What was most interesting about Alphabet's revenue growth in the quarter is that it marked a meaningful acceleration from year-over-year revenue growth in previous quarters. In Alphabet's first and second quarters of 2017, revenue increased 22% and 21% year over year, respectively.
21%: Alphabet's core advertising business, which accounts for 87% of Alphabet's total revenue, continued to thrive, with 21% year-over-year revenue growth. Management said advertising revenue growth was driven by strong growth across its Google-branded sites -- namely mobile search on Google.
Alphabet's total revenue for the quarter was $27.7 billion, up from $22.5 billion in the year-ago quarter. On average, analysts were expecting third-quarter revenue of $27.2 billion.
28%: Alphabet's growth put the spotlight on the company's ability to scale. The company's operating margin expanded from 26% in the year-ago quarter to 28% in Q3.
32%: Alphabet's EPS climbed 32% year over year in Q3 to $9.57. On average, analysts were expecting EPS of $8.33.
47%: Though Alphabet's cost-per-click, or the amount advertisers pay Alphabet for each click on an ad, was down 18% year over year, Alphabet easily made up for this in a 47% rise in aggregate paid clicks.
40%: Revenue from Alphabet's Google other segment, not to be confused with Alphabet's "other bets" segment, soared 40% year over year, nearly keeping up with the strong 42% growth in Google other revenue in Q2. The increase was driven by growth in Cloud, Play, and hardware, management said.
Growth in Alphabet's Google other revenue is important, as it helps diversify business away from advertising.
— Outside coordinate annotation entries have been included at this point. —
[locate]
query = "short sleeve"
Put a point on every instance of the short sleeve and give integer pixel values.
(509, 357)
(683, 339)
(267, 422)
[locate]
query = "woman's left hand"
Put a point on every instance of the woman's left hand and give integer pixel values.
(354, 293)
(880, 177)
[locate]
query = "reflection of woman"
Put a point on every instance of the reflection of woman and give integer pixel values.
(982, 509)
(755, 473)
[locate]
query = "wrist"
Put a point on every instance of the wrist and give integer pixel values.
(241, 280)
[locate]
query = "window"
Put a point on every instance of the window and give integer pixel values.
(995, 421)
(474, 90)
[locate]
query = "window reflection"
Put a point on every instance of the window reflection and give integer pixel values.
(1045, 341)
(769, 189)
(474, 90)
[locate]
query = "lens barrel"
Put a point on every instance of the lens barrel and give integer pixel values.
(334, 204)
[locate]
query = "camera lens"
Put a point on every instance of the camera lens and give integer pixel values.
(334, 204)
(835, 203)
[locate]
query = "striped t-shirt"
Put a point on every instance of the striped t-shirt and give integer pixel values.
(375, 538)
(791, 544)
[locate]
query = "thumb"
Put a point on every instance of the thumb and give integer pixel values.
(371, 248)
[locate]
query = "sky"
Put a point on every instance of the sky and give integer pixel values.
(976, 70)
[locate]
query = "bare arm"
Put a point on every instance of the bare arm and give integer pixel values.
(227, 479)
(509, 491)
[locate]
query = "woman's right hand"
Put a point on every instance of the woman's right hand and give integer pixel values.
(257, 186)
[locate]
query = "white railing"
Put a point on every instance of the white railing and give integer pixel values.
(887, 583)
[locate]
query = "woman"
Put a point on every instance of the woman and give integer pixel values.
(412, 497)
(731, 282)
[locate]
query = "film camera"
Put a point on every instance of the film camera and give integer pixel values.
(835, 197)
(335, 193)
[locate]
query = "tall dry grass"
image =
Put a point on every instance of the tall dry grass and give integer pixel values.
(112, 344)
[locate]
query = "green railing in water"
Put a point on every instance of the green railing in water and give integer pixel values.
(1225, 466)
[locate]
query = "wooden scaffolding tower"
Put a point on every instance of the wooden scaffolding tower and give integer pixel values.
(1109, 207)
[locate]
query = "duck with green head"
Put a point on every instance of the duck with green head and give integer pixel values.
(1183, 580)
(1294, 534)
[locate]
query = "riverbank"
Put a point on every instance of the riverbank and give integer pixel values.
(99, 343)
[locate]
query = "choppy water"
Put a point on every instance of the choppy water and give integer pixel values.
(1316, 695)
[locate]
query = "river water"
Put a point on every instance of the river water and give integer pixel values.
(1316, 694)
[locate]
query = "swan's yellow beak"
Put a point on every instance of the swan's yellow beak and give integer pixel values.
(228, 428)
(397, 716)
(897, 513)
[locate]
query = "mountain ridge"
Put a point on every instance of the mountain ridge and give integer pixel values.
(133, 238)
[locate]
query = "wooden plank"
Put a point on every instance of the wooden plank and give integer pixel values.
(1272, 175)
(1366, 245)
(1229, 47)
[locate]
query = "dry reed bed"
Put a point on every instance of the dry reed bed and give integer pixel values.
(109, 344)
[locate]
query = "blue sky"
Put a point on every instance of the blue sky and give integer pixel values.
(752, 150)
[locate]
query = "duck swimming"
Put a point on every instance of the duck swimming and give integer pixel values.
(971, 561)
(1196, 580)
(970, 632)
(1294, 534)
53%: Alphabet's "other bets" revenue, or revenue generated from Google's "moonshot" side projects like Nest, Fiber, and Verily, was $302 million, up 53% year over year.
($812 million): Wrapping up these metrics with one sore spot, Alphabet's other bets operating loss of $812 million continued to weigh on the company's profitability. But the loss was slightly narrower than other bets' operating loss in the year-ago quarter of $861 million.
In a testament to the sustainability and resilience of Alphabet's business, strong growth during the quarter came not only from advertising, but also from the Cloud, the Google Play store, Google-branded hardware, and other bets. The broad-based growth should be applauded by shareholders.
Alphabet CFO Ruth Porat summed up the company's diversified success in the quarter, saying, "Our momentum is a result of investments over many years in fantastic people, products and partnerships."